Best to stick to business.
"Is there anything special about the land, Ma?" I asked. "Something that might interest an archaeologist?"
"You’re an archaeologist now, Faye?"
"I told you, I’m a proctor." Was she trying to catch me in a lie? Christ, I must have been a piss-awful liar in the old days, if I could be caught as easy as that. "I’m a proctor investigating the movements of an archaeologist, and he visited Mummichog now and then. A Freep named Kowkow Iranu."
"A Freep?" She frowned. "We’ve had Freep trespassers over the years, back in the rain forest part of our property. Voostor sees their tracks now and then; he’s heard they own land on either side of ours and take shortcuts through our jungle."
Probably the Iranus, buying land close to ours. But I suspected that Dads beat them to the most important part of the site.
"Are there any old mines in that area?" I asked. "Like the mines near Sallysweet River?"
"You’ll have to ask Voostor," she answered. "I haven’t spent much time back there. Too many insects. Poisonous creepy-crawlies." She gave a theatrical shudder.
"Shall we head back to the house?"
"Your choice."
We walked back through the grove. From time to time, I stopped to look at more wee orchids, growing out from the trunks of trees or dangling on long threads from somewhere up in the canopy. Each time I paused, Mother did too… watching me out of the corner of her eye, trying not to be caught doing it.
Sizing me up.
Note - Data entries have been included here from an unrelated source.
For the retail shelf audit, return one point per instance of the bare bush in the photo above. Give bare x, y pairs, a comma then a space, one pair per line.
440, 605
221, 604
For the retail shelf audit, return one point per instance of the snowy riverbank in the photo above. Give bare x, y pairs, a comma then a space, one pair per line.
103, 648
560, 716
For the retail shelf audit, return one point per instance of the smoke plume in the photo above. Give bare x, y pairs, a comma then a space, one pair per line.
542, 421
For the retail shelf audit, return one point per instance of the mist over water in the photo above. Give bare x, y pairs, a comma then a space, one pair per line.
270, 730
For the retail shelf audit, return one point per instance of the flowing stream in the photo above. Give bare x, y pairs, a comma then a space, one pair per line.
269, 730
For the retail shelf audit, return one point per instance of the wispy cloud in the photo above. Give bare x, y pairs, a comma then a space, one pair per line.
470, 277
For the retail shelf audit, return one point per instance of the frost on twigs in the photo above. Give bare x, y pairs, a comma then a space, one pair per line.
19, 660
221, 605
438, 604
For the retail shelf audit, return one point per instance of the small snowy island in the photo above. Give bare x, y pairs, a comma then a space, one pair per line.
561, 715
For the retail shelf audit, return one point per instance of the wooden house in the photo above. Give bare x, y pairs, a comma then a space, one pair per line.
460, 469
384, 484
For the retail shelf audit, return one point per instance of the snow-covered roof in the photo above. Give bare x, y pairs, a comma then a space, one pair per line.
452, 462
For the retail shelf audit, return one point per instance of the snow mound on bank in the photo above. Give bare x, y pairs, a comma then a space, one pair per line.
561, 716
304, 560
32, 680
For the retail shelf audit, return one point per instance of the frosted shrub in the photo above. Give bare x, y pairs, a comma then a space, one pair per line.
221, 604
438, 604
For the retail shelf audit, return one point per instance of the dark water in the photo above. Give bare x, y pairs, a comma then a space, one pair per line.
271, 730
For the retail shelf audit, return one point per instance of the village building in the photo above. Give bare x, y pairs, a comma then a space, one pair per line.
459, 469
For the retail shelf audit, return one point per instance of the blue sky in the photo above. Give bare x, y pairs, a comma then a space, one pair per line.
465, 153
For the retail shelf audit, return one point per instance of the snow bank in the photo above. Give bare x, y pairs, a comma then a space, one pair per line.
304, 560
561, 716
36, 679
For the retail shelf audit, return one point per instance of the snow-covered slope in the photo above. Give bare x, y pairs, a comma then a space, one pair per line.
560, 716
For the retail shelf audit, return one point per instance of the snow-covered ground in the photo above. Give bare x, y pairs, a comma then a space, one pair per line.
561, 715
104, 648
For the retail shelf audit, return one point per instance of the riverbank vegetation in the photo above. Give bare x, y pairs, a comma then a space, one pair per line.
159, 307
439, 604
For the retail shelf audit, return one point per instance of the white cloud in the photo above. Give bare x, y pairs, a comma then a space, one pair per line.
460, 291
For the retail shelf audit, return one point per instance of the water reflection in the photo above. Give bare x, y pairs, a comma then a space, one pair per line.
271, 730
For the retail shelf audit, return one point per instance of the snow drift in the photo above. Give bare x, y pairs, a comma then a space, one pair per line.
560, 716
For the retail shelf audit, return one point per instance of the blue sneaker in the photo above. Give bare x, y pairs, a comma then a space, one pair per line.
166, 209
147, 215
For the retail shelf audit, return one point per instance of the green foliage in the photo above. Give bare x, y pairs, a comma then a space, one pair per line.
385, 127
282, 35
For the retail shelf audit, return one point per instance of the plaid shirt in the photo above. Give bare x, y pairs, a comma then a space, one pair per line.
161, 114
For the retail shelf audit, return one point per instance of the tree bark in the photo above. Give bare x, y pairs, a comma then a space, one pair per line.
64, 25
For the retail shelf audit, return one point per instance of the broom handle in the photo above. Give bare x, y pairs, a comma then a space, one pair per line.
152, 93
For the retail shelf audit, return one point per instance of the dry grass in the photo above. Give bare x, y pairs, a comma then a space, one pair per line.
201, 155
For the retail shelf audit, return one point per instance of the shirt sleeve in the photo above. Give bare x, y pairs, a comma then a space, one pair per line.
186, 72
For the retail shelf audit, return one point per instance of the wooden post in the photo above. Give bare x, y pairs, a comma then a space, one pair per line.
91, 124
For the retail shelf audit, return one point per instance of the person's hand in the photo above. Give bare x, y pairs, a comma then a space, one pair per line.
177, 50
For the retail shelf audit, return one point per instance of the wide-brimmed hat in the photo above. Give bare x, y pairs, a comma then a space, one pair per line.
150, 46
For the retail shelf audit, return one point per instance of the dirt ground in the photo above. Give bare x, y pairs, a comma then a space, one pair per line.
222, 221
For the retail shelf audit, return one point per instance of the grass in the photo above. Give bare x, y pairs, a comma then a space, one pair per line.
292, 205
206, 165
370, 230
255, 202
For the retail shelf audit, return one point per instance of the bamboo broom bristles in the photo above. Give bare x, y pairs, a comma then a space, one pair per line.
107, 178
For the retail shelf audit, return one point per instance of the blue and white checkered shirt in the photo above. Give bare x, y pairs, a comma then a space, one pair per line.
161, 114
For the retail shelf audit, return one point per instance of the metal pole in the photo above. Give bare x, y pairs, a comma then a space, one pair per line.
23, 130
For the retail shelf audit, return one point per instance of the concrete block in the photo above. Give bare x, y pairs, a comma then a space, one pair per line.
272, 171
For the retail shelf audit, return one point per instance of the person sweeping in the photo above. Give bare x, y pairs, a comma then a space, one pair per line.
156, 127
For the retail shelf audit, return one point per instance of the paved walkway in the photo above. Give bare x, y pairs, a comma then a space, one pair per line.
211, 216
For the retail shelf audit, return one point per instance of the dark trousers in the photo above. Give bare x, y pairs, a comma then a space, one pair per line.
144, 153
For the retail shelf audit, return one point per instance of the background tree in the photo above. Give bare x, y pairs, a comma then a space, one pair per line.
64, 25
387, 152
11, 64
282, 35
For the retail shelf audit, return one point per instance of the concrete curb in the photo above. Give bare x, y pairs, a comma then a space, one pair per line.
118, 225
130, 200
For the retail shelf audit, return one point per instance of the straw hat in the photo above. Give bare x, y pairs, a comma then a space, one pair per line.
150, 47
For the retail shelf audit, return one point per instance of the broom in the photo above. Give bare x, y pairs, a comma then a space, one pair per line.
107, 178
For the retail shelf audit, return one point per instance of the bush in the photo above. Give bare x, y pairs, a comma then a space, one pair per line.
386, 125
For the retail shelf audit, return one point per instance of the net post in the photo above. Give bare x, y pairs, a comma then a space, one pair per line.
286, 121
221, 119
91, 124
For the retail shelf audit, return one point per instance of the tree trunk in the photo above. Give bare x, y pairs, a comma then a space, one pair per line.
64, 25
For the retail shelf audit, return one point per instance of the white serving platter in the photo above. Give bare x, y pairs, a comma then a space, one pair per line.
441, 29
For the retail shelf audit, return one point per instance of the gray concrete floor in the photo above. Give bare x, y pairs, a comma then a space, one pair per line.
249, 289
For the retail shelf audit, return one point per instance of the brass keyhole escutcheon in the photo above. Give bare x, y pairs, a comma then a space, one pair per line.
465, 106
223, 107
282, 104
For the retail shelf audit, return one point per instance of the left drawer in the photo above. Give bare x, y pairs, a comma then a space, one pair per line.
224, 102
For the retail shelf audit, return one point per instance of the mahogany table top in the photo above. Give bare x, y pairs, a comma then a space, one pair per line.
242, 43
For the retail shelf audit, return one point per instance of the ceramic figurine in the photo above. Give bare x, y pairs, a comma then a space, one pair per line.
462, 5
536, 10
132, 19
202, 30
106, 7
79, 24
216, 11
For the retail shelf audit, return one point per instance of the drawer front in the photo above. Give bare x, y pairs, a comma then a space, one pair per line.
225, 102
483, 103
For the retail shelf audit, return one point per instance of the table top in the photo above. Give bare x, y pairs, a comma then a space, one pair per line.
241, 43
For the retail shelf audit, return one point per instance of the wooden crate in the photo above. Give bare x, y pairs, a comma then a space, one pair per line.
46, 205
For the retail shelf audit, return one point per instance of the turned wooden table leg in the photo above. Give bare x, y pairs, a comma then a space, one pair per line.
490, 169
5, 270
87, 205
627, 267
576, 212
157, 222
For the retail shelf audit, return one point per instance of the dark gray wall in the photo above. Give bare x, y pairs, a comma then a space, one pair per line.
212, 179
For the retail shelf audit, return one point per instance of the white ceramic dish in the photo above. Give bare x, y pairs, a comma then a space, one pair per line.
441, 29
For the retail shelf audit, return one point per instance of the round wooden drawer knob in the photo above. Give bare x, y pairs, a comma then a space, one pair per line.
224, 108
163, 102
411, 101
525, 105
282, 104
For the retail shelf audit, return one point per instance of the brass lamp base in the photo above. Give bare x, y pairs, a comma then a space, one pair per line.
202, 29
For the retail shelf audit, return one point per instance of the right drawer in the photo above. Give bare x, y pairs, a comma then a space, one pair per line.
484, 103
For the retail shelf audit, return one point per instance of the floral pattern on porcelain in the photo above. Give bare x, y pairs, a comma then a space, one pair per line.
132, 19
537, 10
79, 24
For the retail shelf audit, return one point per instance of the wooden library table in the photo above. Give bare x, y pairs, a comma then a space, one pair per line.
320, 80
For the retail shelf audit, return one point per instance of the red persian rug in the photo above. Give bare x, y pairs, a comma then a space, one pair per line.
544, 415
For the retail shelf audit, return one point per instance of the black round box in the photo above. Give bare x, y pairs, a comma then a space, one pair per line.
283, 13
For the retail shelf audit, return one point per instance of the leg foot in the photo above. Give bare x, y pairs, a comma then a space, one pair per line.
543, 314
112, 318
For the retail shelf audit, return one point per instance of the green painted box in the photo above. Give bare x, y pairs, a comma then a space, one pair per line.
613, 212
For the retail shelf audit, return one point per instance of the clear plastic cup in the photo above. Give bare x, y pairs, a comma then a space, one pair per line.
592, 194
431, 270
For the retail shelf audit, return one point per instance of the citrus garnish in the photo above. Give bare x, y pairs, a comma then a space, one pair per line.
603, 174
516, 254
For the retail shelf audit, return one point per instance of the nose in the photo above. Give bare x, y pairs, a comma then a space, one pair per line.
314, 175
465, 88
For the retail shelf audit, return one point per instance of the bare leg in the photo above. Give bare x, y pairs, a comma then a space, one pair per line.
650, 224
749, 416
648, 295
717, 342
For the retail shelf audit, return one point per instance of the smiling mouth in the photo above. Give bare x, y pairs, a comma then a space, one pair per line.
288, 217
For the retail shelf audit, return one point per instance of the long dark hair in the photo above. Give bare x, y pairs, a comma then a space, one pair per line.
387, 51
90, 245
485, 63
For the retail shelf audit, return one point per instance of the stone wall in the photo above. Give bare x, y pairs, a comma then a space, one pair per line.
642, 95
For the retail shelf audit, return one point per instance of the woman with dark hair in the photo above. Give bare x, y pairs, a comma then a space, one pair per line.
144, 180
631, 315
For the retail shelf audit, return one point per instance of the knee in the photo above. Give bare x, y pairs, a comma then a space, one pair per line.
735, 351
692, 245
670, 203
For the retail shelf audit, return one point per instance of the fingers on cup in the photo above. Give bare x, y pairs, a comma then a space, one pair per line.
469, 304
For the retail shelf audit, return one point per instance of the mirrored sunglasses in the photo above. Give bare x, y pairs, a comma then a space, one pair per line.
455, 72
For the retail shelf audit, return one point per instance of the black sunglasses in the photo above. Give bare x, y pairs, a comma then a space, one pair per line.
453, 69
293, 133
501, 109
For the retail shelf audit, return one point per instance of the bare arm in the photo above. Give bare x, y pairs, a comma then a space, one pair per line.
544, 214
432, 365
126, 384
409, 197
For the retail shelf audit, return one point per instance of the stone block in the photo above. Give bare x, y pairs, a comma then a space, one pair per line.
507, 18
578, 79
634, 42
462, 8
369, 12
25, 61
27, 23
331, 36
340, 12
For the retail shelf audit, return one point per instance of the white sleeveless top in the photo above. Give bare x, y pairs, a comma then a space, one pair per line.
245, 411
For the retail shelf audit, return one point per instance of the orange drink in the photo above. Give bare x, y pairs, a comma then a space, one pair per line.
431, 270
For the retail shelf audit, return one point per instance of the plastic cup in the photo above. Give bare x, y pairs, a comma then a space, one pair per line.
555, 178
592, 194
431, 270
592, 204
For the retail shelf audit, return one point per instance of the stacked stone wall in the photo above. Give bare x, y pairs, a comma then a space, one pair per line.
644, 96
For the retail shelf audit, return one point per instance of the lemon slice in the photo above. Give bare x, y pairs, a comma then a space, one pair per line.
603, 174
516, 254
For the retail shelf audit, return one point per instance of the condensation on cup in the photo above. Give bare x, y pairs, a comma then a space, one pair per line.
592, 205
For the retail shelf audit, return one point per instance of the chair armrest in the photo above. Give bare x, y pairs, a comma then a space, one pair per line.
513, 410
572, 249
Wondering who I was. Or perhaps just wondering when I’d go away.
At the edge of the grove I suddenly turned to her. "You drove me crazy," I said, "and I drove you crazy, but that was long ago. It’s witless, both of us acting like ice."
She bit her lip. "You’re sure you aren’t on a recovery program, Faye?"
"When you join the Vigil, you stop being able to ignore the obvious. Like the way I acted the slut just to drive you frantic. That was flat-out childish. I’m sorry."
"Oh," she said. "You’re sorry. That’s all right then. Or is this where I say I’m sorry too, and we have a big hug?"
"Watch it, Ma — if we start trying to hurt each other again, we might see how much we have in common. We’ll end up bonding in spite of ourselves."
"Do you think so?" She glanced toward the house as if she was considering whether to run away inside. Flee, or stay and be brave a little while longer. Finally, she gave me a sideways glance that skipped past my eyes without meeting them. "You are looking good, Faye. For someone your size. I always said you could be a pretty girl if you’d just cut down the debauchery."
"You never said that in your life."
"True. But you’re looking good. You’re…" Suddenly, she spun away and started across the lawn. Without turning around, she murmured, "He glowed."
"What?" I hurried along behind her. "Who glowed?"
"Your father. At night. In bed. After he discovered the cure." She was moving fast, not looking in my direction. "Now and then," she said, "he glowed with faint colored lights."
She ran up the back steps and into the house, refusing to say another word.